Definition of Partnership
The Indian Partnership Act 1932 governs partnership businesses in India. The act defines a Partnership under Section 4 as ” the relationship between people who have decided to split the earnings of a firm operated by all or any of them acting for all”.
According to the aforementioned definition, a partnership is made up of five components:
- A contract or deed
- Two or more individuals
- Mutual agreement on the contract
- Shared profits and liabilities
- Mutual Agency in Partnership
The 5 Essential Elements of a Partnership Firm
A partnership requires each of the five aforementioned components for its existence. We have discussed each of these components in detail below.
A contract between partners is the foundation of a partnership. It is the documented version of all the terms and conditions that the partners have agreed upon.

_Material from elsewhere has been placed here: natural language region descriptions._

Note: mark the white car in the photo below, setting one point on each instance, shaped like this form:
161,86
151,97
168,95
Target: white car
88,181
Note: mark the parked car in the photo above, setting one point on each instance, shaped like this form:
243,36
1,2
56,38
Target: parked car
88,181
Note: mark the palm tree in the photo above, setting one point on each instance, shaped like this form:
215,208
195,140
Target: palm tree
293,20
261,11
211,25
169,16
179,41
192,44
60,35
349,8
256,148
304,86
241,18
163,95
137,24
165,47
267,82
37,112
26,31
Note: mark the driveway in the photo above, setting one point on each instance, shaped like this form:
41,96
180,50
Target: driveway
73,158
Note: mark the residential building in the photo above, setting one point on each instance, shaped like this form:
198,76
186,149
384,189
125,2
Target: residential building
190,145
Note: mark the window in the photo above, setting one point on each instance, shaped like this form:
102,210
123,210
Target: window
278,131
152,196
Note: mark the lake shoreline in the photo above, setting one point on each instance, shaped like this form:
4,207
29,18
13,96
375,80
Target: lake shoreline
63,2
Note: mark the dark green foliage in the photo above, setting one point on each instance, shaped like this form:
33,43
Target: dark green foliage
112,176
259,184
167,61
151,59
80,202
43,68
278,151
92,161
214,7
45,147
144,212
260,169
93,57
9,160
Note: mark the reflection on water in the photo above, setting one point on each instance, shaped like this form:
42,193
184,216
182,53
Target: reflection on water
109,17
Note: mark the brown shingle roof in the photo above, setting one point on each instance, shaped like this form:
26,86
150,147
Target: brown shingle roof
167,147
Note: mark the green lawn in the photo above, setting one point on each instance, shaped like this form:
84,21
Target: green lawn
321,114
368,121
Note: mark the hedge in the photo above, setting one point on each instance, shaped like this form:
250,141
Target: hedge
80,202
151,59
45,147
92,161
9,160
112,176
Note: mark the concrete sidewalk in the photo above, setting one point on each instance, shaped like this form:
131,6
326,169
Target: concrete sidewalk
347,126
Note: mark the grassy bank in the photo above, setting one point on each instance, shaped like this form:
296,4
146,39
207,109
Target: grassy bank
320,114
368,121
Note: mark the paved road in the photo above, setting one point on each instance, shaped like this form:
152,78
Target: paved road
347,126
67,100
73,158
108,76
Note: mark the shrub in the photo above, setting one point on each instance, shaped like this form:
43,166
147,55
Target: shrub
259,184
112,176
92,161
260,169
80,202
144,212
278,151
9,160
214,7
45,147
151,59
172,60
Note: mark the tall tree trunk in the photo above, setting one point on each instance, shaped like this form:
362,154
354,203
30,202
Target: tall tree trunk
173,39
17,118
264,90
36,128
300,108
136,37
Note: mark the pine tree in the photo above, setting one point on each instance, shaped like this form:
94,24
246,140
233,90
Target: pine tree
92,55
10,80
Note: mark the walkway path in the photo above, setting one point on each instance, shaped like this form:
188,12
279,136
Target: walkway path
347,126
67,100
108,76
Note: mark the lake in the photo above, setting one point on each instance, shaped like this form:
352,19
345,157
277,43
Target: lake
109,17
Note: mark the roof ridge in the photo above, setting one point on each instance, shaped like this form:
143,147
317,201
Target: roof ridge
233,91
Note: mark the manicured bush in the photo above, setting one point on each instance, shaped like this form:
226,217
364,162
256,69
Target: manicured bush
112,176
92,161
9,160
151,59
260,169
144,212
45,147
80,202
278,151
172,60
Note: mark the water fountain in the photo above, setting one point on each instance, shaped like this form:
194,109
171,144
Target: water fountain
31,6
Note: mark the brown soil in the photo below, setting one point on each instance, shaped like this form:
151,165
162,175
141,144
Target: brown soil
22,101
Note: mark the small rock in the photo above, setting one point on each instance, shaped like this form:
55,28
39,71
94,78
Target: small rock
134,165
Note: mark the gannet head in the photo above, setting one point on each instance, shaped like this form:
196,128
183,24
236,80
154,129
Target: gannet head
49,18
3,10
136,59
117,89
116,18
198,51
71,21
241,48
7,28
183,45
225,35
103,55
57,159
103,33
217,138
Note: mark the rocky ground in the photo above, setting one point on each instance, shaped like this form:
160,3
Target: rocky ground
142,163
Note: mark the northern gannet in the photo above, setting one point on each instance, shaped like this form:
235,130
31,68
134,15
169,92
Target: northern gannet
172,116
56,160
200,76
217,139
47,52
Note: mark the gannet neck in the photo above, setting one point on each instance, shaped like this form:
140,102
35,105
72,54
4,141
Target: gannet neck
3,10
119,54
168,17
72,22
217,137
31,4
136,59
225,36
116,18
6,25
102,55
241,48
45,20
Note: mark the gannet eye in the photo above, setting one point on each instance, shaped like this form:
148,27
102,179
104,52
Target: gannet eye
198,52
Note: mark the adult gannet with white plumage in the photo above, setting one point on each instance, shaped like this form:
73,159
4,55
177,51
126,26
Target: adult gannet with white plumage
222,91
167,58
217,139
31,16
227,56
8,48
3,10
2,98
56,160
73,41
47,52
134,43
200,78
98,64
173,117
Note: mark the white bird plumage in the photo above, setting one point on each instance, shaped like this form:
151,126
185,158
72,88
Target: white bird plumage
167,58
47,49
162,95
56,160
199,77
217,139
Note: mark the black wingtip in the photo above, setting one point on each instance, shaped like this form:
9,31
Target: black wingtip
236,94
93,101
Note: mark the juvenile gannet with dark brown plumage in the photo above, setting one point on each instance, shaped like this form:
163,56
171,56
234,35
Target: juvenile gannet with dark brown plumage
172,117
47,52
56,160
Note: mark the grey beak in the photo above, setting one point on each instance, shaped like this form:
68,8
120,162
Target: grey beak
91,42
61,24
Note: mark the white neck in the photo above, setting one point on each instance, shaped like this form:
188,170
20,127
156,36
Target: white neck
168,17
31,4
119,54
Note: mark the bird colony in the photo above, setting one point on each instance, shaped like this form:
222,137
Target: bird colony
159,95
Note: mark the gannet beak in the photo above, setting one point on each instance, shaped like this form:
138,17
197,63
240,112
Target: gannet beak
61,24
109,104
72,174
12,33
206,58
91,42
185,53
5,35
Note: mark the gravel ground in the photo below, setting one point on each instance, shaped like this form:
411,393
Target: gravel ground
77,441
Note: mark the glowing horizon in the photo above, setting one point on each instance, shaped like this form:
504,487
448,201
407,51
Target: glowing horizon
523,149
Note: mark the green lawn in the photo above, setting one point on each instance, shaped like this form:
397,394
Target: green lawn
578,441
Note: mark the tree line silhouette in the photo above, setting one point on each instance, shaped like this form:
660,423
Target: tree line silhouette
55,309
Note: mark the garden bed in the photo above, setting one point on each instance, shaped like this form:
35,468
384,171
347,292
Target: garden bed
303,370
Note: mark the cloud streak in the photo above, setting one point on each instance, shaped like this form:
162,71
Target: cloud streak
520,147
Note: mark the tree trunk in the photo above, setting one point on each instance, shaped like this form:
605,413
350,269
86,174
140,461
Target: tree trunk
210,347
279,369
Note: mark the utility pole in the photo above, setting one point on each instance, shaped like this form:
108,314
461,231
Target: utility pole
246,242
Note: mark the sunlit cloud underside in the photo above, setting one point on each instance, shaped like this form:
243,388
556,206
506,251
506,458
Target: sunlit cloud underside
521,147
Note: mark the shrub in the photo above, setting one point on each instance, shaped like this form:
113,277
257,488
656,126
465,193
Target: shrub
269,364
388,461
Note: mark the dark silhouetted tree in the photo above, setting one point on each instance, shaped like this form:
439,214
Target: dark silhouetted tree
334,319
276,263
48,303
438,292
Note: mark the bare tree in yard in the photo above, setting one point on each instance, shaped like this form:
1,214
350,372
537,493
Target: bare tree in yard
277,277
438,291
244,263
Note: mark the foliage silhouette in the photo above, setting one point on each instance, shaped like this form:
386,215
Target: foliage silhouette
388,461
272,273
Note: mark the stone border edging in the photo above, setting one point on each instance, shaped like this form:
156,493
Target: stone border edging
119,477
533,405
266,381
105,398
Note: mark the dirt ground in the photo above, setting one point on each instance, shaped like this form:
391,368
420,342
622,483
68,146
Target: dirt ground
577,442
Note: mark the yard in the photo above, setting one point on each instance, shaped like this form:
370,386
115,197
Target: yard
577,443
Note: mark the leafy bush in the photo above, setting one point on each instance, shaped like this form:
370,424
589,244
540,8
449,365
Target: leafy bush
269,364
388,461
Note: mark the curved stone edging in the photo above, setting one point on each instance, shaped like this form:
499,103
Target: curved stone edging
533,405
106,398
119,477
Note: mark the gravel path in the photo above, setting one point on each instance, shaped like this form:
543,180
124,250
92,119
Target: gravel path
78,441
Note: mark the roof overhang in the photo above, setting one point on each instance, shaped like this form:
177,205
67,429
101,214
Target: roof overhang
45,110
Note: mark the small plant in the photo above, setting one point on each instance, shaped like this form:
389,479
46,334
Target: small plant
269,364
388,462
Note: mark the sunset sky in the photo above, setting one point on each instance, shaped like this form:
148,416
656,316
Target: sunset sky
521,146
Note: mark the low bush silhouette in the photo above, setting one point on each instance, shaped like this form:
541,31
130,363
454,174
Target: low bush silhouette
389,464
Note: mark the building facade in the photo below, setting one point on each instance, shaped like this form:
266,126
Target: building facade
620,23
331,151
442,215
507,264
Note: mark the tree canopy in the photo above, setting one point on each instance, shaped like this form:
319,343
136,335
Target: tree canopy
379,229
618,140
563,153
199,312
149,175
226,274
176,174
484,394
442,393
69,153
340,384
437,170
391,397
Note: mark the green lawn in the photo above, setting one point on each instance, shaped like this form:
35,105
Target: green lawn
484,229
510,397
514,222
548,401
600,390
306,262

It contains all the basic details of the partnership firm including its name, location, the names, rights, and obligations of the partners, their profit, loss, and capital sharing ratios.
A valid partnership agreement shall be signed by all partners in the presence of a notary. Additionally, the notary is also required to stamp the document under the seal of the government. The existence of a firm depends on the existence of the Partnership Agreement, in the absence of which the firm shall be declared null and void.
A partnership cannot have more than 20 partners
Since a partnership is the product of a contract, a minimum of two individuals are required to establish it. Although the Indian Partnership Act, 1932 makes no reference to the maximum number of partners in a partnership firm, a partnership with more than ten partners for banking business and more than 20 partners for any other business is deemed illegal.
A partnership firm cannot enter into a partnership agreement with another partnership firm or individual because it is not recognised as a legal person or distinct legal entity from that of its partners.
Mutual Agreement on the Contract
The parties’ agreement to run a firm is the third component for a partnership. Every trade, occupation, and profession can be qualified as “business” as long as it earns profits and revenues.Therefore, a non-profit business with the goal to carry out some philanthropic work cannot be qualified as a partnership firm.
Similarly, a group of people may agree to divide the income from a certain property or the bulk purchases of commodities among themselves. Such mutual arrangements cannot be termed as partnership and the people involved cannot be termed as partners, because neither a business is being operated nor revenues or profits are being earned.
This is the most crucial component of a partnership and ensures that the agreement to do business must have its goal as the distribution of profits among all its partners. As a result, there would be no partnership in cases where the business is run solely for charitable purposes and not for profit, or if only one person is entitled to the entire share of the company’s profits. Hence, it is essential that the partners share or distribute the profits among themselves in a Partnership Firm.
The partners are free to decide how they want to divide the profits among themselves. It is not necessary for partners to agree to split losses in order to form a partnership. It is also for one or more partners to decide the share of losses and liabilities that each of them would bear.
Additionally, the partnership agreement should explicitly define how the profits and losses will be divided. The requirements of the Partnership Act, 1932, which say that the profits/losses should be allocated equally among all partners, would apply only if the ratios are not exclusively mentioned in the partnership agreement.
However, it should be remembered that even while a partner is not permitted to partake in a company’s losses, his liability to third parties remains uncapped. A new type of partnership, known as Limited Liability Partnerships, has been developed in India in the event that the partners wish to restrict their liability to third parties. The partners’ responsibility to outsiders in a limited liability partnership is constrained.
Mutual Agency In a Partnership
According to the fifth essential component of the definition of a partnership, there must be a mutual agency between all of the partners or any one or more of them acting on their behalf. Each partner, therefore, shall be a principal and an agent for himself and all the other partners, meaning that the actions of each partner shall be binding on every other partner. The mutual agency component is crucial because it gives each partner the ability to conduct the business on behalf of other partners.